Today on ForeignPolicy.com, I published an article discussing the cracks in Vietnam’s socialist-market economy. The main problem, I and others have argued, is the rotten politics and in-fighting within the Communist Party (kudos to Carl Thayer), which has helped foster the bad economics.
Top party leaders, along with rising provincial and local figures, have become too comfortable with the largesse gained from three decades of market liberalization. They seem to be increasingly in a deadlock over the pace of “reforms” that could take from their spoils (although the word “reform” doesn’t quite capture the breadth of what’s going on). Once a promising emerging market, Vietnam seems to be a hitting a plateau as each economic solution only brings about more problems. The regional slump is only partially to blame.

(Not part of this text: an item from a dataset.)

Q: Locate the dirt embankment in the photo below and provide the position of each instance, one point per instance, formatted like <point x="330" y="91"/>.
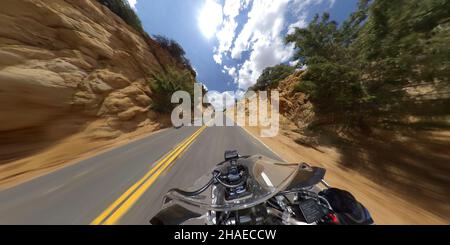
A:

Which leads me to the deeper questions: To what extent does the central party hold real power anymore, compared to all the rising provincial and local elites thanks to decentralization? And could an attempt to rein in the new players explain the very public humiliations of Vinalines, Vinashin, Dang Thi Hoan Yen, and the prime minister, all over the past few years?
In his book Vietnam: Rethinking the State, Martin Gainsborough offers a revealing explanation when looking at the increase in large corruption cases since the late 1990s . He argues that the central party-state is trying to reassert control over the periphery, undertaking “thrusts of recentralization.”
To the Hanoi-ologists out there, this might be old news. But what about Vietnam’s parallels to other Southeast Asian nations — Malaysia and its economy, perhaps?